Merit pay supplements town employees

Manager mulling this year’s pay hikes

By Tom Gresham
Observer staff

The Selectboard recently approved a 3 percent cost-of-living raise for non-union municipal employees. However, those will not be the only raises for town employees this year.

Williston Town Manager Rick McGuire planned to make his annual decisions this week on merit and longevity pay for non-union municipal employees. The merit raises are added to the cost-of-living increases and are doled out on an individual basis. McGuire typically attempts to finalize the raises by July 1, but makes the salary hikes retroactive when he misses that self-imposed deadline.

McGuire’s deliberation impacts all full-time municipal employees, except for police officers, who belong to a union, and the town clerk, who holds an elected position. The police officers’ annual raises are determined by a contract negotiated with the town, while the town clerk’s salary is set by the Selectboard.

The Selectboard determines the total amount of money set aside for merit raises, but McGuire has the discretion to determine the merit and longevity raises without oversight from the board.
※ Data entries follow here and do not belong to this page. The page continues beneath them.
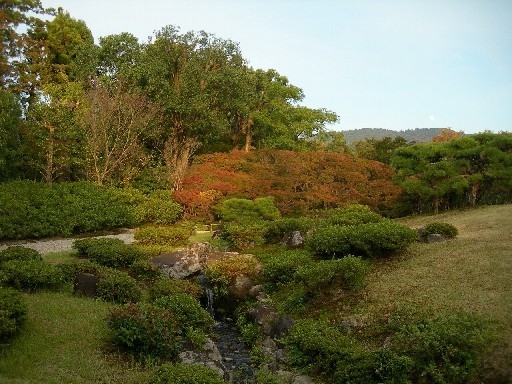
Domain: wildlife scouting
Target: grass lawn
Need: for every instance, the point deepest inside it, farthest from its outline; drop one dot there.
(63, 341)
(472, 272)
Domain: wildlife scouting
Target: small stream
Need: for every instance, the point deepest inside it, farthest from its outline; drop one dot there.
(235, 355)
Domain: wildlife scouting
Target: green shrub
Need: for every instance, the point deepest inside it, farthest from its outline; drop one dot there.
(242, 236)
(447, 230)
(31, 275)
(318, 346)
(187, 309)
(186, 374)
(19, 253)
(281, 267)
(118, 287)
(278, 229)
(114, 255)
(159, 208)
(144, 270)
(34, 210)
(447, 349)
(223, 272)
(247, 211)
(145, 330)
(168, 287)
(350, 271)
(160, 235)
(367, 240)
(12, 313)
(71, 269)
(353, 215)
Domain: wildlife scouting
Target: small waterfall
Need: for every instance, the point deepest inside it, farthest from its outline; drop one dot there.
(235, 355)
(207, 297)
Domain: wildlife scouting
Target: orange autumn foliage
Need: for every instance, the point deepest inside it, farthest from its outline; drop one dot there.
(298, 181)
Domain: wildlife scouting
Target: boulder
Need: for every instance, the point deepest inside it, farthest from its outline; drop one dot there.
(294, 239)
(264, 315)
(209, 357)
(85, 285)
(189, 261)
(241, 286)
(281, 326)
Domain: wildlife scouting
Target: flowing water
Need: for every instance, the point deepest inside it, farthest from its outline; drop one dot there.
(235, 355)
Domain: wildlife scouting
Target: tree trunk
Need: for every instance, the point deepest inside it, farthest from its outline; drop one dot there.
(248, 134)
(473, 194)
(177, 154)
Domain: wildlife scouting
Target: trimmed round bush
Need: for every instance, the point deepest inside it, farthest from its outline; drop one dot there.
(187, 309)
(19, 253)
(168, 287)
(145, 330)
(278, 229)
(118, 287)
(448, 349)
(367, 240)
(223, 272)
(244, 235)
(31, 275)
(12, 313)
(350, 271)
(186, 374)
(447, 230)
(281, 268)
(159, 208)
(36, 210)
(347, 217)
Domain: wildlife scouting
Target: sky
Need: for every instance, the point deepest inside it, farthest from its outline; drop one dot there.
(393, 64)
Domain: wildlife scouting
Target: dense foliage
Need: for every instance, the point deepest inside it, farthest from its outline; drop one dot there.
(161, 328)
(34, 210)
(298, 181)
(441, 350)
(368, 240)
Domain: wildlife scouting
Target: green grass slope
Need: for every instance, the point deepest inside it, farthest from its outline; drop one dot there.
(472, 272)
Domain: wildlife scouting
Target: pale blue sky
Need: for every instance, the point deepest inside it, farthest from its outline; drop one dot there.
(395, 64)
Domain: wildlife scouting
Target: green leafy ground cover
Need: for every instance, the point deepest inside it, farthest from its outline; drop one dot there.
(64, 337)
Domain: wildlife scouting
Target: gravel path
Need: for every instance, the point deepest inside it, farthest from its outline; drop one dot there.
(59, 245)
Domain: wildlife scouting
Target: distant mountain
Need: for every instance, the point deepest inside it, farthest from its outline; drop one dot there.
(418, 135)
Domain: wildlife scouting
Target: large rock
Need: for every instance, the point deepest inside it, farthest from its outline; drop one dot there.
(241, 286)
(209, 357)
(186, 262)
(294, 239)
(85, 285)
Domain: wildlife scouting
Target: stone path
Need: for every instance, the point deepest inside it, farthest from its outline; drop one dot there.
(59, 245)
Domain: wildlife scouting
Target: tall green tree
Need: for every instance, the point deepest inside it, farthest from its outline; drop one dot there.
(10, 124)
(185, 74)
(427, 174)
(17, 18)
(115, 124)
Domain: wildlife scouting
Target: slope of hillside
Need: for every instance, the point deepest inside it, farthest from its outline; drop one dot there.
(419, 135)
(472, 272)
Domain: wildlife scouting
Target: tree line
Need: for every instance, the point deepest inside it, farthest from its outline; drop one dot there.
(129, 113)
(73, 109)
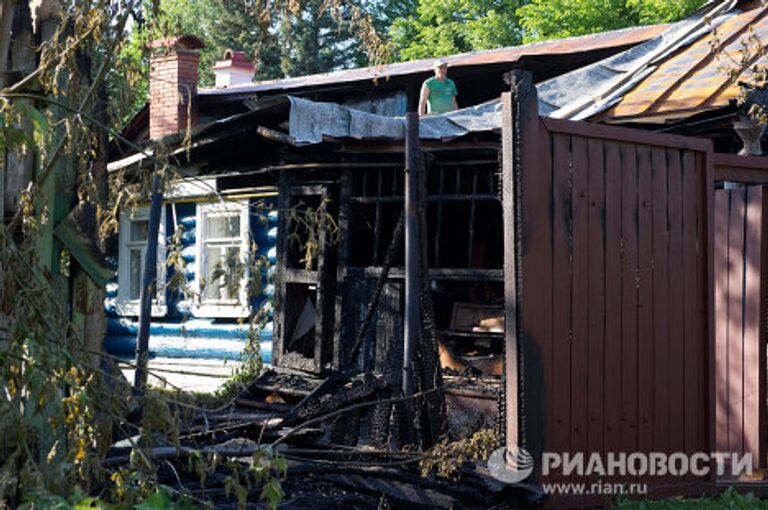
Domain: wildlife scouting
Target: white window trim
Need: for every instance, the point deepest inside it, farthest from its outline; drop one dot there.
(123, 304)
(240, 309)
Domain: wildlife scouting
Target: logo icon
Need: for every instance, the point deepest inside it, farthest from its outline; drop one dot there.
(510, 465)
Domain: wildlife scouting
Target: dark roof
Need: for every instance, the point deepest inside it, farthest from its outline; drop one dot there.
(508, 55)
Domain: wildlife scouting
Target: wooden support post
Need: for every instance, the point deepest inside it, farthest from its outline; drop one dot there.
(148, 285)
(412, 250)
(520, 125)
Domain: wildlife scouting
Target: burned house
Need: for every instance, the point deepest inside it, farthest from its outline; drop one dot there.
(241, 151)
(569, 270)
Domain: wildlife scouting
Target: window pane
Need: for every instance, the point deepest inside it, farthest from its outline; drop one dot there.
(135, 276)
(139, 230)
(221, 226)
(223, 273)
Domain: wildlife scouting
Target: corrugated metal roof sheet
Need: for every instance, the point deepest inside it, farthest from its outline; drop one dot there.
(697, 78)
(604, 40)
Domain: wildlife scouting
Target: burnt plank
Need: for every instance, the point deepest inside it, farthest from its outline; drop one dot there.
(587, 250)
(536, 213)
(562, 314)
(735, 318)
(661, 303)
(629, 294)
(645, 304)
(612, 361)
(677, 304)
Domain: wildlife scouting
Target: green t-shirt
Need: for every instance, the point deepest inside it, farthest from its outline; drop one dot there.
(441, 94)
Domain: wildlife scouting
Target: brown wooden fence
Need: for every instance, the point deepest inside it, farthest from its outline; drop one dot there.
(608, 234)
(740, 221)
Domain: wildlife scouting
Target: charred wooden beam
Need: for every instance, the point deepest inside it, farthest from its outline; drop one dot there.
(413, 274)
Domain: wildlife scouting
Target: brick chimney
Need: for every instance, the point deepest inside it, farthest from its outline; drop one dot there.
(174, 68)
(235, 69)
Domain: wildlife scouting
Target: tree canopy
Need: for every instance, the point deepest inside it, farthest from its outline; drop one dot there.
(433, 28)
(443, 27)
(554, 19)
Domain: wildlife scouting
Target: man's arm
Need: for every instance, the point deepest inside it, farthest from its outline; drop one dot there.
(424, 97)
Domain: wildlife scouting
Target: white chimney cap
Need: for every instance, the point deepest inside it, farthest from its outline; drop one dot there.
(235, 69)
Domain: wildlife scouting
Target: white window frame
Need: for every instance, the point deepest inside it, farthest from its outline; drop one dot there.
(210, 308)
(124, 305)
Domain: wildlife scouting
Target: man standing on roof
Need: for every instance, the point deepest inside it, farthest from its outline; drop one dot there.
(438, 94)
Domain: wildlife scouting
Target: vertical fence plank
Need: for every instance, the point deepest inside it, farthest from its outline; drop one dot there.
(721, 215)
(677, 303)
(735, 317)
(628, 310)
(586, 304)
(645, 319)
(691, 332)
(562, 220)
(613, 366)
(752, 318)
(597, 333)
(660, 302)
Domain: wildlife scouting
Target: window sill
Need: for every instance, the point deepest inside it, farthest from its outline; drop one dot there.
(131, 308)
(232, 311)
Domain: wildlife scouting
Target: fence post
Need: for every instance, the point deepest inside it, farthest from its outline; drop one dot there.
(524, 418)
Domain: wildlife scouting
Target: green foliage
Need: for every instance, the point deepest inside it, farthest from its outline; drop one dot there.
(162, 498)
(555, 19)
(446, 458)
(730, 500)
(311, 41)
(444, 27)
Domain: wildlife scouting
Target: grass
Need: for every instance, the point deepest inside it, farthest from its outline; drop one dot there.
(729, 500)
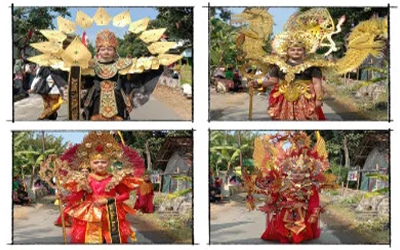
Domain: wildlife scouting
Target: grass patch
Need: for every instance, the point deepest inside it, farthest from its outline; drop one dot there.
(186, 74)
(371, 228)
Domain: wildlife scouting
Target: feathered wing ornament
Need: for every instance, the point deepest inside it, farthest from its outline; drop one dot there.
(367, 38)
(83, 20)
(122, 19)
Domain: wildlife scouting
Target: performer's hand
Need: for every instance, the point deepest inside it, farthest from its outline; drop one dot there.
(252, 83)
(100, 202)
(312, 219)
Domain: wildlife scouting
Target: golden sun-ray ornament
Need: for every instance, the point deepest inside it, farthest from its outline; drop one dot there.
(65, 25)
(83, 20)
(122, 19)
(101, 17)
(152, 35)
(54, 35)
(167, 59)
(139, 26)
(76, 54)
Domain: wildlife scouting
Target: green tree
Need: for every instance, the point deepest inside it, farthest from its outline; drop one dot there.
(222, 44)
(353, 17)
(131, 45)
(31, 148)
(177, 20)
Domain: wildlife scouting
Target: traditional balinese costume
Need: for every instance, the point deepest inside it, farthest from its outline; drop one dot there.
(144, 197)
(49, 84)
(113, 88)
(289, 202)
(106, 223)
(294, 97)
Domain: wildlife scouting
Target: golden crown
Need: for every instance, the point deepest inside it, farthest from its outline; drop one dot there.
(99, 145)
(106, 38)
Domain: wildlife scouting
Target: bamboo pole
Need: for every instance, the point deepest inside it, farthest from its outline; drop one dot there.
(251, 93)
(60, 206)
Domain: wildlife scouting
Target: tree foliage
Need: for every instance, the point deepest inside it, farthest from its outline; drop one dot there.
(353, 17)
(177, 20)
(31, 148)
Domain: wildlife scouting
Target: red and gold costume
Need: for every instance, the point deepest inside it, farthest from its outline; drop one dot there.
(292, 203)
(93, 223)
(144, 198)
(115, 86)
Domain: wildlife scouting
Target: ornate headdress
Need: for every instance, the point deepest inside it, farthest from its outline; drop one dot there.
(99, 145)
(308, 30)
(106, 38)
(277, 156)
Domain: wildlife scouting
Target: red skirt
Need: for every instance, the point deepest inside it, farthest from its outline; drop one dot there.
(302, 109)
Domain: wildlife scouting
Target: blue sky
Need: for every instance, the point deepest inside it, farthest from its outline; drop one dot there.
(69, 136)
(136, 14)
(280, 15)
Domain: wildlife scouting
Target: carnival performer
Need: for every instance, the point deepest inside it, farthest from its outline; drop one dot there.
(50, 85)
(294, 66)
(112, 85)
(85, 170)
(290, 179)
(144, 196)
(112, 96)
(286, 104)
(101, 216)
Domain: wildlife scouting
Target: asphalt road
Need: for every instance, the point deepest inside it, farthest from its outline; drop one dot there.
(29, 109)
(235, 107)
(34, 225)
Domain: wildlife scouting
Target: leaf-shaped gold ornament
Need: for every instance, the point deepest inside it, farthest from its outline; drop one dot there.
(54, 35)
(167, 59)
(122, 19)
(152, 35)
(76, 54)
(160, 47)
(83, 20)
(101, 17)
(51, 47)
(65, 25)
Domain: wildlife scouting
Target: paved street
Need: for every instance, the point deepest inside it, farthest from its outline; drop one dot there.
(232, 223)
(30, 108)
(235, 107)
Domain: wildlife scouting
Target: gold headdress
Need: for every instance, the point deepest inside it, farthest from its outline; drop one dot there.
(308, 30)
(52, 56)
(106, 38)
(98, 145)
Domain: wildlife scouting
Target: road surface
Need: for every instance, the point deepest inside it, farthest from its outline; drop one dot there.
(232, 223)
(29, 109)
(34, 225)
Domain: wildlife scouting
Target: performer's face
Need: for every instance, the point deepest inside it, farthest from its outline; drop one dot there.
(106, 54)
(99, 165)
(296, 53)
(298, 176)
He consults with department heads and reviews the performance of each employee.

He said it is important for the town manager to have the ability to manage the salaries without the Selectboard’s guidance.

“Ultimately, I’m responsible for the performance of the town employees,” McGuire said. “This gives me an important tool to reward employees for performance. I need that flexibility without the Selectboard, and the board has been very good about granting that.”

Although the bulk of eligible employees receive a merit/longevity raise, McGuire said the amounts of the raises are typically modest. For instance, last year municipal employees securing merit-based raises received additional pay of either 1 or 2 percent. In previous years, McGuire has awarded merit raises as high as 3 or 4 percent, but he said increases that large are rare.

McGuire works from a budgeted amount. For instance, he had $25,000 last fiscal year, which ended June 30, to dispense for the merit/longevity raises.

McGuire has $45,000 for the current fiscal year, but that number includes $20,000 set aside for police officers’ raises. The town and police officers’ union is currently negotiating a new contract, and the funds for the officers’ raises, which are usually their own line item on the budget, are temporarily included in the money for the merit raises.

The raises are based both on performance and the employee’s experience in a position. It is not an automatic determination with triggers for certain years of service, but an attempt to provide compensation for the value that someone’s experience in a job adds to the position and to the town.

McGuire said the town fell behind other comparable municipalities for offering competitive salaries a few years ago and consequently lost some employees. As an example, he said the staff at the Dorothy Alling Library was starkly underpaid a few years ago.

However, he said the town has caught up. McGuire said he tracks the salaries for various positions at other Vermont towns, and Williston generally falls in line with them now. Similarly, the town sets a cost-of-living raise each year based on a survey of what other municipalities are doing.

“The goal is to remain competitive because if we don’t keep up with the competition than we can’t keep quality employees,” McGuire said. “Right now, we have quality employees.”

A key aspect of managing the municipal salaries is maintaining the town’s pay grades, McGuire said. Positions are located in a pay grade based on 14 criteria, including demands on personal time, supervision exercised and financial accountability.

McGuire also has the task of determining whether a position has changed and should be elevated to a higher, more lucrative pay grade. A pay grade encompasses a span of 48 percent. For instance, the pay grade for the town manager position ranges from $54,267 to $77,979.

Employees have salaries arranged in the pay grade based on multiple factors, most prominently experience.

As an example, McGuire said the town hired zoning administrator D.K. Johnston at a salary above the median pay grade because he arrived with significant experience. By contrast, Scott Gustin, the previous zoning administrator, was hired at a salary a bit below the median because he had less experience.

Of the town’s eight department heads, four were paid last year at a salary above the median in their respective pay grades and four were paid below the median.